What Inning of the Economic Recovery Are We In?
Monday, June 8, 2009 at 10:04AM Peter Cohan is president of Peter S. Cohan & Associates. He also teaches management at Babson College. His eighth book is You Can't Order Change: Lessons from Jim McNerney's Turnaround at Boeing.
His recent commentary for dailyfinance.com... "WHAT INNING OF THE ECONOMIC RECOVERY ARE WE IN"?
He says we're in the 4th inning. Will we need the bull pen? Whose our "closer"? 
Cohan looks at these key indicators:
* Stock prices. Anyone who owned Dow stocks is now down 38 percent from the October 2007 peak of 14,093. Unless you bought stocks en mass this March 10 -- in which case those holdings are up 32.5 percent -- you are probably still afraid to look at your account statements. And if you bought tech stocks in the 1990s, the NASDAQ is still 63 percent below its March 2000 peak -- nearly a decade later. I think it would be very surprising to see the Dow rise 62.5 percent from here -- a 10.2 percent compound annual growth rate -- to get back to its 14,093 peak by 2014.

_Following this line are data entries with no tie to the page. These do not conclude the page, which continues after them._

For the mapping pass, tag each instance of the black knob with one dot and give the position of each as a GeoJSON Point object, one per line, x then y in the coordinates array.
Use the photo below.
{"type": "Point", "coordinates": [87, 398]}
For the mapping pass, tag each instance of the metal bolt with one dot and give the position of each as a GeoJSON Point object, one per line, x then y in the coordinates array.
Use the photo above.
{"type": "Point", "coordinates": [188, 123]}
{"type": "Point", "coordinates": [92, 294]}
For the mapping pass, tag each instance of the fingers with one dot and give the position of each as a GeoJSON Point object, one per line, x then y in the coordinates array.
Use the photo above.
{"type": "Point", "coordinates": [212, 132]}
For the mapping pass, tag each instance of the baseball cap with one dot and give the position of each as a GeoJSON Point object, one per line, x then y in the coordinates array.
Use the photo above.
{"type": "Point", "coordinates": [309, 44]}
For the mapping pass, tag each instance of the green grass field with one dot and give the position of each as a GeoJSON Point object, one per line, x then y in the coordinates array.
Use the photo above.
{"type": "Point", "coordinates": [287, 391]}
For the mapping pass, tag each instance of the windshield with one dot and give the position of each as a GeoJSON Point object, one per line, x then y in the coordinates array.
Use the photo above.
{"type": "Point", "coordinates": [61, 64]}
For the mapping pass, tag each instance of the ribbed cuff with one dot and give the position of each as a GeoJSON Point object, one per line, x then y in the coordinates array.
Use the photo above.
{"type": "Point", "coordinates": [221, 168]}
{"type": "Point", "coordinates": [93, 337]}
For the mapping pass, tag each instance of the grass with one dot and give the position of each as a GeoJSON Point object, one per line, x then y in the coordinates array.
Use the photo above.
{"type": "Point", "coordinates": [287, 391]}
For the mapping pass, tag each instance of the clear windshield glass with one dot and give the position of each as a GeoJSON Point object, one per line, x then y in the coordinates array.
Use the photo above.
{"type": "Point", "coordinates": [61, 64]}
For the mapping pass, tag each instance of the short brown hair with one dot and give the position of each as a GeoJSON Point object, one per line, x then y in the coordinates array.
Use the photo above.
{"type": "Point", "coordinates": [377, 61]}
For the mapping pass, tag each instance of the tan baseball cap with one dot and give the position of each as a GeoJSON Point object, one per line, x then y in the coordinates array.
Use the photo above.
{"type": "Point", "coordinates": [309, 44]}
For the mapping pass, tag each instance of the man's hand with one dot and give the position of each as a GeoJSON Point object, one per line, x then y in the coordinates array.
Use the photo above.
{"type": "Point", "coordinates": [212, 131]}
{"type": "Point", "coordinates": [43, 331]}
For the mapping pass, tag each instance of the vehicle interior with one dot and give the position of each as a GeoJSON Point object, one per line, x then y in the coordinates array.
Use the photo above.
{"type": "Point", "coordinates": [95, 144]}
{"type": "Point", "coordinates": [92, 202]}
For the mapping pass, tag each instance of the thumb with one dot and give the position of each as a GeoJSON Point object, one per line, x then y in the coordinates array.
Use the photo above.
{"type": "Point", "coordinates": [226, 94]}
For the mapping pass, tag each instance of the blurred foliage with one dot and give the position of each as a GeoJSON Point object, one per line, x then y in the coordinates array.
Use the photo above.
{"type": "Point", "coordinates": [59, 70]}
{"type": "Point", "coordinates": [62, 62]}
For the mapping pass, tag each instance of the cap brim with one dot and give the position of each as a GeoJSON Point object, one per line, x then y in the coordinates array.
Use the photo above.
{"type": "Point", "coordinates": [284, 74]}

* Housing prices. Housing is an intensely local business but prices are down on average about 32 percent from their peak and with 5.4 million mortgages in default or foreclosure, it appears difficult to believe that there will be enough new demand to soak up all the supply that foreclosing banks dump on the market. With banks still needing to write off trillions in toxic waste -- and the 19 biggest in the hunt for $75 billion in new capital -- they are not going to be making loans to anyone but the most creditworthy. This means that it could take up to a decade before all that extra housing supply gets soaked up and prices start rising.
* Incomes. Inflation adjusted median family incomes fell between 2000 and 2007. With six million jobs lost since the Great Recession began, that trend is likely to get worse before it gets better. At this point, there is very little economic growth to reemploy those people. And the recent bankruptcies of GM and Chrysler add tens of thousands more former workers at auto dealers, car factories, and suppliers to the ranks of the unemployed.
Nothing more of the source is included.